The second part was focused on the sicker population: the patients with ARDS. We’re only talking about those who have classic ARDS that is moderate or severe and are in the intensive care unit (ICU). There is a decent body of evidence from RCTs in all patients with ARDS—not specifically patients with COVID-19, as we are still early in the course of this disease and the world is still learning about its behavior and response to therapy, so all recommendations will be based on indirect evidence.
Having said that, when these RCTs—I think there were 6 or 7—were pooled together, they showed a reduction in the risk of death if you give systemic corticosteroids to patients with ARDS who are mechanically ventilated. There was also a shorter duration of mechanical ventilation.

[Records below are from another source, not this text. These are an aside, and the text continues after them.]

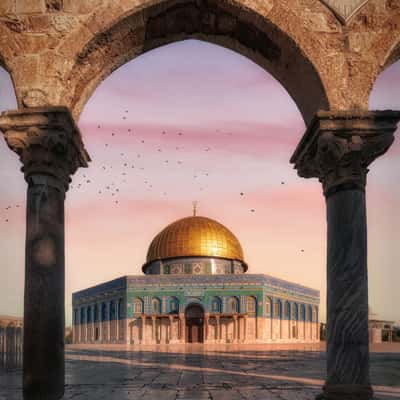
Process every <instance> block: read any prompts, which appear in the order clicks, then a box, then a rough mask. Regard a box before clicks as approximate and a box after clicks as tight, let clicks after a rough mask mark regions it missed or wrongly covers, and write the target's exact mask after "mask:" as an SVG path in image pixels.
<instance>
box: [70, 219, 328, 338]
mask: <svg viewBox="0 0 400 400" xmlns="http://www.w3.org/2000/svg"><path fill="white" fill-rule="evenodd" d="M247 269H248V267H247V264H246V263H245V262H244V257H243V251H242V247H241V245H240V243H239V241H238V240H237V238H236V237H235V236H234V235H233V234H232V233H231V232H230V231H229V230H228V229H227V228H226V227H224V226H223V225H221V224H220V223H218V222H216V221H214V220H212V219H209V218H205V217H199V216H196V215H194V216H192V217H188V218H183V219H181V220H178V221H176V222H174V223H172V224H170V225H169V226H167V227H166V228H165V229H164V230H163V231H161V232H160V233H159V234H158V235H157V236H156V237H155V238H154V240H153V241H152V243H151V244H150V247H149V250H148V253H147V262H146V263H145V264H144V265H143V267H142V270H143V272H144V275H143V276H125V277H121V278H119V279H116V280H113V281H110V282H107V283H103V284H100V285H97V286H94V287H92V288H89V289H86V290H82V291H80V292H76V293H74V294H73V296H72V307H73V342H74V343H127V344H141V343H142V344H151V343H152V344H155V343H187V342H189V343H195V342H204V343H282V342H297V343H298V342H300V343H305V342H307V343H311V342H318V341H319V323H318V312H319V302H320V295H319V291H317V290H314V289H310V288H307V287H304V286H301V285H297V284H294V283H290V282H287V281H284V280H281V279H277V278H274V277H272V276H268V275H261V274H257V275H256V274H250V275H249V274H246V271H247Z"/></svg>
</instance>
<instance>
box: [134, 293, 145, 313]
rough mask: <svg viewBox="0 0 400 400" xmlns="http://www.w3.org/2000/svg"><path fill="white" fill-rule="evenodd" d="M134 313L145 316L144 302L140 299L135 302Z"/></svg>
mask: <svg viewBox="0 0 400 400" xmlns="http://www.w3.org/2000/svg"><path fill="white" fill-rule="evenodd" d="M133 313H134V314H143V301H142V299H139V298H138V297H137V298H136V299H135V300H134V301H133Z"/></svg>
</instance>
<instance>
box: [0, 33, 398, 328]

By the time we published this recommendation, there was only one retrospective study that came out of China. In that study patients with ARDS who received steroids had a lower risk of death compared with those who didn’t receive steroids. Again, it’s an observational study, but the point estimate was consistent with the indirect evidence from RCTs. Therefore we suggested issuing a weak recommendation for using corticosteroids in this population.
I have to mention that there were a few panel members who preferred that we did not issue a recommendation. They felt that there is a huge uncertainty regarding this aspect that wouldn’t warrant a recommendation at this point.

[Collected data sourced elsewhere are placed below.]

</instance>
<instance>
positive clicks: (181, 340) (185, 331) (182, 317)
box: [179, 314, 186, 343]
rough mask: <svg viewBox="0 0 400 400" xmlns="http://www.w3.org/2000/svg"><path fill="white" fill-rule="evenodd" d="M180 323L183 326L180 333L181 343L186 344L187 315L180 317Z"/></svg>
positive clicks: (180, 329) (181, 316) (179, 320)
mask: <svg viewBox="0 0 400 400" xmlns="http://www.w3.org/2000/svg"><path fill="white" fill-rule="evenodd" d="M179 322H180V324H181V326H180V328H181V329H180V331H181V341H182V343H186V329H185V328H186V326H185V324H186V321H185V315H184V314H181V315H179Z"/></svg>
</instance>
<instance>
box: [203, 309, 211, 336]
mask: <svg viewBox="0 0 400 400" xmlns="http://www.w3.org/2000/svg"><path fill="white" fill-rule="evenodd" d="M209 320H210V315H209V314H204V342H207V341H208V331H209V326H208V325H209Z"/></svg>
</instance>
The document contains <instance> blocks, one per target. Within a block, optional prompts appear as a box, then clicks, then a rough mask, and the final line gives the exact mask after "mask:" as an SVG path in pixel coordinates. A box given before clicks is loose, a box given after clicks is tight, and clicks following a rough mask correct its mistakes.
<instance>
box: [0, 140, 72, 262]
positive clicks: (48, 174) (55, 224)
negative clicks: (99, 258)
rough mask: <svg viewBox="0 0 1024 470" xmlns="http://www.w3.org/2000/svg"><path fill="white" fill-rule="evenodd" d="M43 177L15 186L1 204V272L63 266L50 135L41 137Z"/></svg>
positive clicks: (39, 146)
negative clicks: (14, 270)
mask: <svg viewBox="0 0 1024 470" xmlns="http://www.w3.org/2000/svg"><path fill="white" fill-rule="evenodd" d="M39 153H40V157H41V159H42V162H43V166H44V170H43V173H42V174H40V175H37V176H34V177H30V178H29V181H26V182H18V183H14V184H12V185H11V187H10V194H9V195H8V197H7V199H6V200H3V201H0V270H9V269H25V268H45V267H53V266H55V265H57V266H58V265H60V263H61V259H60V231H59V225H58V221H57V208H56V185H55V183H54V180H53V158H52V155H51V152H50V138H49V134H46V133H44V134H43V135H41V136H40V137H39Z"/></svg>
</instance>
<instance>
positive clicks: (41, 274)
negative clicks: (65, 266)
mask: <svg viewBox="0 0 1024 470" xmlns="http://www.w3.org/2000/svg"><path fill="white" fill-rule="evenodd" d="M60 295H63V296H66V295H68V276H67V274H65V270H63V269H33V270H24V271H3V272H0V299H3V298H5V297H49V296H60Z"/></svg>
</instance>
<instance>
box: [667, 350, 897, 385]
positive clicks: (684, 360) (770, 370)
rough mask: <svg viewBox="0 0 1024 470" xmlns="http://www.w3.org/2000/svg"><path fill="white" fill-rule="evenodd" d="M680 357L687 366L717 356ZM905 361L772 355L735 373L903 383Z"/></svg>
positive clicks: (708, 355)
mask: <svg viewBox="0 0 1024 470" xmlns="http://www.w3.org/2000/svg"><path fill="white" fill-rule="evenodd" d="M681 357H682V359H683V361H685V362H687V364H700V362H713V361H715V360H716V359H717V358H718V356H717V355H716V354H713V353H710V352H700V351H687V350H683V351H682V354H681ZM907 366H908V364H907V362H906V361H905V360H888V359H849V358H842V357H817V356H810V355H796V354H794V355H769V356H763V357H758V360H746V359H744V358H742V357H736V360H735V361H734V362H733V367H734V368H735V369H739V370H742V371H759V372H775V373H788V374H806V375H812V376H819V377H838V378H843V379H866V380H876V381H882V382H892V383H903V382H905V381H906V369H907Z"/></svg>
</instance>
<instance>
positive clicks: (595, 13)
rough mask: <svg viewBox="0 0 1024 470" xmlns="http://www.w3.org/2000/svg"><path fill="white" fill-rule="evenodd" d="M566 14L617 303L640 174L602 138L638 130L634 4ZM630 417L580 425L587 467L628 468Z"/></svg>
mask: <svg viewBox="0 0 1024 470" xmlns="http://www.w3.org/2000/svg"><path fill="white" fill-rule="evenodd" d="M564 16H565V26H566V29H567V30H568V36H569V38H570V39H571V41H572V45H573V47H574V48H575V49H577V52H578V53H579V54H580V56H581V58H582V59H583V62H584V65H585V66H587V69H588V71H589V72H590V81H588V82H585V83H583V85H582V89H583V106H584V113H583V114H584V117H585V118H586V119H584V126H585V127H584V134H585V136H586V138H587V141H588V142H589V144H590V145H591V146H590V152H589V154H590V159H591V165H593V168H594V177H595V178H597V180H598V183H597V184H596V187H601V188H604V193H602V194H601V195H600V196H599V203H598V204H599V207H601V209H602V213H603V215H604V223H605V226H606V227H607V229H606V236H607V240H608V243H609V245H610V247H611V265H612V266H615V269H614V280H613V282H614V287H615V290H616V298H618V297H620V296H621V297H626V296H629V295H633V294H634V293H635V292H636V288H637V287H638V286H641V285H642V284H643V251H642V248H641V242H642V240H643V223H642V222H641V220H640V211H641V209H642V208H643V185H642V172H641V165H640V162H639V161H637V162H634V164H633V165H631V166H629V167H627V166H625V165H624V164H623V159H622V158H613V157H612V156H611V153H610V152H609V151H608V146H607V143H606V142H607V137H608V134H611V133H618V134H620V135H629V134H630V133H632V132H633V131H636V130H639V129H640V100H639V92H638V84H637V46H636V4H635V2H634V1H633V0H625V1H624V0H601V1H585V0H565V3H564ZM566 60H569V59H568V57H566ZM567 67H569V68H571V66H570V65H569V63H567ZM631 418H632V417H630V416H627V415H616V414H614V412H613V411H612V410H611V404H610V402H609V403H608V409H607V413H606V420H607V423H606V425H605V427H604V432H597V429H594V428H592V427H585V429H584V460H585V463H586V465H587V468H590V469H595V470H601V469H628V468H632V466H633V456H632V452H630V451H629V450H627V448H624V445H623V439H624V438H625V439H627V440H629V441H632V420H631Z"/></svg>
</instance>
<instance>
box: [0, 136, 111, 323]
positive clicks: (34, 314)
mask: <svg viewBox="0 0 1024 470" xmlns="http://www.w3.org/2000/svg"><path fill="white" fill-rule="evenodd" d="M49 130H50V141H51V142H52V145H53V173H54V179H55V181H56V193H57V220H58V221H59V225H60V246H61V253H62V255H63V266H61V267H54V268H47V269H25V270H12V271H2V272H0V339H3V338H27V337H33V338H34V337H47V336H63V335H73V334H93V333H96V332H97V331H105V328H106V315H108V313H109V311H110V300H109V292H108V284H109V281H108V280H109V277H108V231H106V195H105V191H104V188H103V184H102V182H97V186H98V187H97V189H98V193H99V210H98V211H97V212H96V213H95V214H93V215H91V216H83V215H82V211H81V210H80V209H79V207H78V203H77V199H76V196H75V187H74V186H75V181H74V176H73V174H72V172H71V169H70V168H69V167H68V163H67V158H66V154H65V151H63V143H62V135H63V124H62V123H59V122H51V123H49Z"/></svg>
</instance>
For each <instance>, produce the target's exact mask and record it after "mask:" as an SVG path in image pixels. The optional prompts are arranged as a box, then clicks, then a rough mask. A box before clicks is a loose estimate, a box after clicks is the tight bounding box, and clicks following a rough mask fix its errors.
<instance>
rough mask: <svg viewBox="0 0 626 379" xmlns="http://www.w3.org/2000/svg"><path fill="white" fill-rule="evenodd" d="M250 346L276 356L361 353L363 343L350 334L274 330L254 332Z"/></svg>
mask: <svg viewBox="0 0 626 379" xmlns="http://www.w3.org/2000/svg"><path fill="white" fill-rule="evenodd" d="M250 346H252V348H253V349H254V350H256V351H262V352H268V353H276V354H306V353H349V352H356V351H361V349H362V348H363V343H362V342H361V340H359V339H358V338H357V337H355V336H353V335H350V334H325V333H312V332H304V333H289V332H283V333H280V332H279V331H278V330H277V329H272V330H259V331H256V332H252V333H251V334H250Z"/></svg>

The good news is that there are ongoing RCTs at the moment that will allow us to make a more informed recommendation in the future.
Roman Jaeschke: We give suggestions to use steroids in ARDS but not to use them in COVID-19-related pneumonia. Sometimes it may be difficult to distinguish between these two. Any comments?
Waleed Alhazzani: It’s a great and challenging question. ARDS is a syndromic presentation. It’s likely a condition that has several phenotypes.
We did not address this specific point in the guideline, so whatever I’m going to say represents my own opinion.
Patients who have classic ARDS usually have poor lung compliance, very stiff lungs, and they meet the criteria of the Berlin definition that we talked about previously [see COVID-19: CPGs for critically ill patients. Part 4: More on ventilatory support]. The recent anecdotes or impression when talking with colleagues who have seen a large number of patients in their centers is that in most patients who are hypoxemic in the ICU and have at least normal or moderate lung compliance they felt that the mechanism of hypoxemia is not directly related to ARDS itself and that it was probably related to other mechanisms. Therefore clinicians should use their best judgement and experience when trying to decide whether these patients have ARDS. There is no clear-cut distinction. But I would say those with poor compliance, requiring high pressures to improve oxygenation, those are probably the patients who have ARDS and they should probably be treated within the context of ARDS.